Keep on spreadin’ that propaganda
Iraq, National Politics Comments (4)
Well folks I just flat out missed The Lancet‘s cluster survey (registration required) of Iraqi civilian deaths.
Others, however, have not.
Stageleft, for instance, quotes them at face value (and to do him justice, he does say that the numbers are higher than he would have guessed). The information he used came from a CBC story.
Now, buried deep within that CBC story is this interesting tidbit: “The authors acknowledge that the data cited in the study might be of ‘limited precision.’”
Indeed? Limited precision? Say it ain’t so!
Look up the summary interpretation. It says “We estimate that 98 000 more deaths than expected (8000–194 000) happened after the invasion outside of Falluja and far more if the outlier Falluja cluster is included.” According to Fred Kaplan over at Slate this formerly read “We estimate that 98 000 more deaths than expected (95% CI 8000–194 000) happened after the invasion outside of Falluja and far more if the outlier Falluja cluster is included.” The difference is that the version I saw at The Lancet doesn’t mention the confidence interval (the “95% CI” part).
So, what does that mean?

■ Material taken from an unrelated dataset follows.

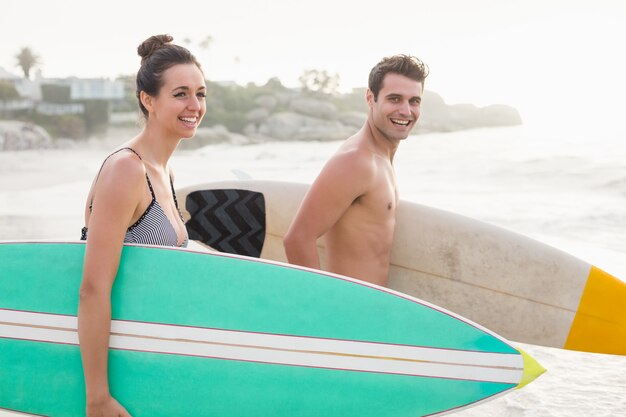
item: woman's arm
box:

I’ll let Mr. Kaplan explain in his own special way:
Readers who are accustomed to perusing statistical documents know what the set of numbers in the parentheses means. For the other 99.9 percent of you, I’ll spell it out in plain English—which, disturbingly, the study never does. It means that the authors are 95 percent confident that the war-caused deaths totaled some number between 8,000 and 194,000. (The number cited in plain language—98,000—is roughly at the halfway point in this absurdly vast range.)
This isn’t an estimate. It’s a dart board.
Imagine reading a poll reporting that George W. Bush will win somewhere between 4 percent and 96 percent of the votes in this Tuesday’s election.
He’s right, you know. Back in my collegiate days when I was a budding political scientist I would have been raked over the coals (and justly so) had I turned in a paper with such stupid findings.
Now I’m not faulting Stageleft for not going to The Lancet or for not getting his news from the sources I use (hat tip on this one goes to MedPundit [who is quickly becoming a favorite read for me]). Indeed, it’s not his fault that the CBC doesn’t include this vital information. In fact, the CBC version isn’t the worst I’ve seen as the BBC does an even worse job of it.
The fault here really lies in two places:
- News organizations that are eager to print information less than flattering about the situation in Iraq. Imagine what the headline would have to read if they did the actual article justice: “War has killed between 8,000 and 194,000 Iraqis: study”
- The article’s authors for pumping up the middle-of-the-road guesstimate. As Kaplan explains:
Gilbert Burnham, one of the co-authors, told the International Herald Tribune (for a story reprinted in today’s New York Times), “We’re quite sure that the estimate of 100,000 is a conservative estimate.” Yet the text of the study reveals this is simply untrue. Burnham should have said, “We’re not quite sure what our estimate means. Assuming our model is accurate, the actual death toll might be 100,000, or it might be somewhere between 92,000 lower and 94,000 higher than that number.”
Does Dr. Burnham bear some responsibility for people taking that guess as being factual? If anything he’s now given the headline writers an out for their hype of the same figure. I’d say he certainly does.
So, what’s the significance here? There’s probably none. As Tim Worstall points out at Tech Central Station:
Look at the relative risk ratios (leave out Falluja; I don’t think anyone is really very surprised to see a higher mortality rate there): 1.1-2.3. It isn’t just that it is an absurdly wide one (note, a relative risk ratio of 1 would mean no effect whatsoever) it is that if this paper was written to generally accepted statistical standards it would never have been published. With a 95% confidence level a relative risk ratio of anything less than three is regarded as statistically insignificant. Just to clarify that, by “insignificant” no one is stating that it is not important to those people who undoubtedly have been killed during the War. What is being said is that we don’t have enough information to be able to say anything meaningful about it. “Statistically insignificant” means “we don’t know”.